Origin & Evolution of Languages

Nicholas Widdows nicholas.widdows at traceplc.co.uk
Tue Jun 8 12:45:55 UTC 1999


Dr John McLaughlin wrote:

> Your analogy of linguistic change being analogous to the slow accumulation
> of change in biological organisms is, I'm sorry to say, false to a certain
> extent.
[snip rest]

I labour to be brief, I become obscure. My previous posting was not at all
meant the way you took it, and I still can't see how you read all of it and
came away with the impression you did. With one exception, I agree 100% with
all the facts of linguistics and biology that you cite, and have vigorously
argued several times recently on this list that modern language evolved once
and has not become significantly different since.

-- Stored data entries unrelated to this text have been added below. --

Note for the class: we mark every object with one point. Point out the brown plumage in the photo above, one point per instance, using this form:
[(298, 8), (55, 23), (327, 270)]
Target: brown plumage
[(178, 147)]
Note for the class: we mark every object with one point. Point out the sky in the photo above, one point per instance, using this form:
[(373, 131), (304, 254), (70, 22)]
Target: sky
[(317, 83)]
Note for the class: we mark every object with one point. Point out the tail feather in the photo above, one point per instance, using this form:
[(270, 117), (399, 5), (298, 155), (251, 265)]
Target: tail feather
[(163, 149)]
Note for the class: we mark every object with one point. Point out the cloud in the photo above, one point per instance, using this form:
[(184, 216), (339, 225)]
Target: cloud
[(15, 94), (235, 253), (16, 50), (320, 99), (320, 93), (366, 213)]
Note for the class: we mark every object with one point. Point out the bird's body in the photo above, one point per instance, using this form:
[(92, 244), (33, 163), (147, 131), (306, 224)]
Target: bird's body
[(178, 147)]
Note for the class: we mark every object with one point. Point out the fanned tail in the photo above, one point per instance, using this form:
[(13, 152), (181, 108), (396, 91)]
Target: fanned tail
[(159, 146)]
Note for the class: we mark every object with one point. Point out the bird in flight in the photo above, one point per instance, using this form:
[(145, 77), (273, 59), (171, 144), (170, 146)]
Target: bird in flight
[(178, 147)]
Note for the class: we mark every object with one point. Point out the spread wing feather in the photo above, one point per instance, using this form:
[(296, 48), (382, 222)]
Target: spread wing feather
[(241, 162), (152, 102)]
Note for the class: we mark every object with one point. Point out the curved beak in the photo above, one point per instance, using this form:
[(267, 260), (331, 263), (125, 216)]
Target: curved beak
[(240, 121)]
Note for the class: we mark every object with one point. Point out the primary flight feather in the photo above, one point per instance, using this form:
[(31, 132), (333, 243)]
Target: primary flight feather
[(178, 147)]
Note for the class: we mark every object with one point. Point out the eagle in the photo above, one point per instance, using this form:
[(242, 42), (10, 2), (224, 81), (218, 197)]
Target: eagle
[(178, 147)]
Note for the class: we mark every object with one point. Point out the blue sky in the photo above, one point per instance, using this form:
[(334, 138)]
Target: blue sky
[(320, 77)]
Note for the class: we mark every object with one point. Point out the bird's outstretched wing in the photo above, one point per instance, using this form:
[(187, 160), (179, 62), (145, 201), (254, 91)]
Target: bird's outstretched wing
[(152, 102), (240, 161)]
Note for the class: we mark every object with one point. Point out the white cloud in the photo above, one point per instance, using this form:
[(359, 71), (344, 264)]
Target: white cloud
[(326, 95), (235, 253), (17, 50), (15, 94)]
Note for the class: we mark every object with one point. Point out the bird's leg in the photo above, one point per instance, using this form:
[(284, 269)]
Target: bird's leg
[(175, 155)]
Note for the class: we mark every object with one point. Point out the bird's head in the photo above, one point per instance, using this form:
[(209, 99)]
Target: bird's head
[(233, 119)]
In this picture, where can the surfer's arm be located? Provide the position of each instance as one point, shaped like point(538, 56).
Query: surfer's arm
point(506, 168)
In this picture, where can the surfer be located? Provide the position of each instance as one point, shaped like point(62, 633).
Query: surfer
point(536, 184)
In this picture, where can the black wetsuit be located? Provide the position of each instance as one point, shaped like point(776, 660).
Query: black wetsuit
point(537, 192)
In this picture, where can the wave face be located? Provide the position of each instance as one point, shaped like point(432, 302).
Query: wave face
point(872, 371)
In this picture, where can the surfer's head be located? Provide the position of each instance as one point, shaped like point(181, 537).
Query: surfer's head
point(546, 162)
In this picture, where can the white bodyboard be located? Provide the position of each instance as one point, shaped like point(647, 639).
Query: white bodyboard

My one exception is the meaning of the word "evolution". It's an English
word meaning "unfolding, unrolling, development". It's not a technical term
coined by biologists. Even in the biological context, it doesn't mean
speciation. It doesn't mean punctuation, catastrophe, large-scale change.
You're saying that it's used this way by linguists. Maybe it is by some, but
clearly others on this list don't use it that way: they use it to mean
"change, development". This is not to disagree about biological facts, it's
to disagree about semantics.

Assume for simplicity that modern language came from brain changes encoded
in DNA in an evolutionary event in Africa about 50 000 years ago, as you and
I believe. (Details not important.) That was a _biological_ event, and a
_biological_ change in language. It was part of human DNA evolution, not
part of language evolution. But once language came into existence, it too
began to change, and continues to change. This change is not biological. It
has no DNA counterpart, it probably has no great amount of natural
selection. (And of course it's not progressive.) But many of us call it
"evolution" because we use the word to refer to continuing change or
development.

Now it may be that we shouldn't do so, because many people think it must
refer to a biological process, and a few think it must refer to large
changes like speciation, and quite a few equate it with progress or increase
in complexity. I disagree with all these, but the etymology and historical
and technical uses of a word aren't enough to withstand popular
misapprehension. If it's now hopelessly ambiguous, so be it. We should
restrict the word to the biological event that began language change.

I don't mind so much the restriction to one sense, the best-known example of
evolution, as after all we can use synonyms like "development" for the rest.
But I'm pretty sure it's wrong in biology too (in the usage of most
biologists). Evolution of life is a gradual process with occasional
instances of speciation, perhaps some periods of stasis with only neutral
change, but evolution is always turned on, and means the whole process. So
even treating the word as either literally or metaphorically biological,
language is evolving right now, and has been from the start.

Thus ends my public vindication. More details in a private e-mail.